Rapid evolution of GPUs in performance, architecture, and programmability provides general and scientific computational potential far beyond their primary purpose, graphics processing. Conventionally, Cholesky decomposition has been considered as an algorithm for solving symmetric and positive definite linear systems using the GPU.
Cholesky decomposition is conventionally complex because the process requires three-routines (e.g., square rooting, normalizing, and subtracting inner product or updating a submatrix), the memory access pattern is sub-optimal, and there is a high thread divergence.
Conventional techniques have attempted to improve Cholesky decomposition by, for example, forward and backward substitution, which can be used for various purposes such as for equalization, filtering data, and reconstructing data. Such techniques consider a way to speed up Cholesky decomposition by proposing a Single-Instruction-Multiple-Data (SIMD)-like special functionality, which requires a new-type of hardware or modification to an existing hardware, and does not consider a batched problem.

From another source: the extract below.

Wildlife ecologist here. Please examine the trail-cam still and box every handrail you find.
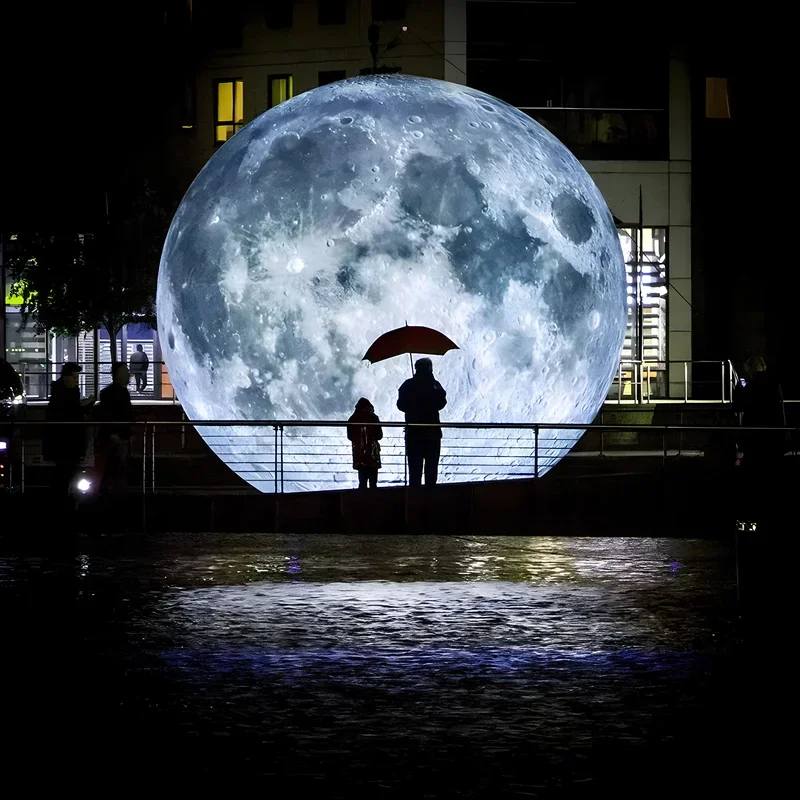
[2,420,797,433]
[3,418,795,495]
[8,358,744,405]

FIG. 2 exemplary shows a Cholesky decomposition of related art. As shown, updating a global memory ‘B’ is a problem because global memory is not as efficient for processing as a shared memory ‘A’ (i.e., on-chip, etc.) because there are fewer valid elements as the steps go from “step” 0 to “step i”. Also, there is thread divergence because an update (or no update) is based on the step. Further, there is an issue of load balancing as in the thread nearest “X” would do nothing after “step i” is complete and waits until “step 0” completes. This leads to synchronization strain (e.g., for every computation, three synchronizations are needed).